The French view regarding management of adolescents with PKU differs from other views, for two reasons. First, for the French, meals have great social value—thus, to be on a diet is felt as quite regrettable. Second, it is socially less easy in France than in the United States for people to accept those with handicaps. Our aim in PKU treatment is to reach the best balance between long-term protection of the intellectual abilities of patients and giving them the feeling that they can lead a normal life.
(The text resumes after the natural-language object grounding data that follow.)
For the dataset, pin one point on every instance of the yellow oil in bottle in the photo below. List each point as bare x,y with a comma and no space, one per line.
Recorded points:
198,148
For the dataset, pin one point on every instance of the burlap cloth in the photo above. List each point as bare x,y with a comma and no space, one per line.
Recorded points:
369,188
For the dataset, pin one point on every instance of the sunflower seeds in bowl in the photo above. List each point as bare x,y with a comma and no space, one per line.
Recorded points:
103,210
In France, the cost of one Guthrie test is 10 francs or US$2. Thus, it costs around 150,000 francs (US$30,000) to discover one infant with PKU, if we consider that screening uncovers 50 children out of 750,000 births per year. The annual cost of the PKU diet for one child from 10 to 14 years of age and from 15 to 21 years of age is 200,000 francs (US$40,000) and 250,000 francs (US$50,000), respectively. In other words, 10 additional years of treatment for one PKU child costs the same price as screening to find 15 children. Or, to put it another way, screening all of the country’s infants costs about the same as 10 more years of strict diet for fewer than four children with PKU.
In France, as in most developed countries, screening and management of children with PKU is a success. Ten years of close medical followup and strict diet allow satisfactory results. The long-term adverse effects of high Phe levels on cerebral functioning in adolescence and adulthood have to be evaluated more carefully and should be compared with the adverse nutritional and psychological effects of a prolonged strict diet. Our method of PKU treatment moderates the efficient but very constraining dietary treatment used in some other countries.
Other methods may be proposed in order to discover which adolescents with PKU are able to tolerate a higher-than-normal Phe plasma level. Measuring brain concentration of Phe may be a good tool for that purpose.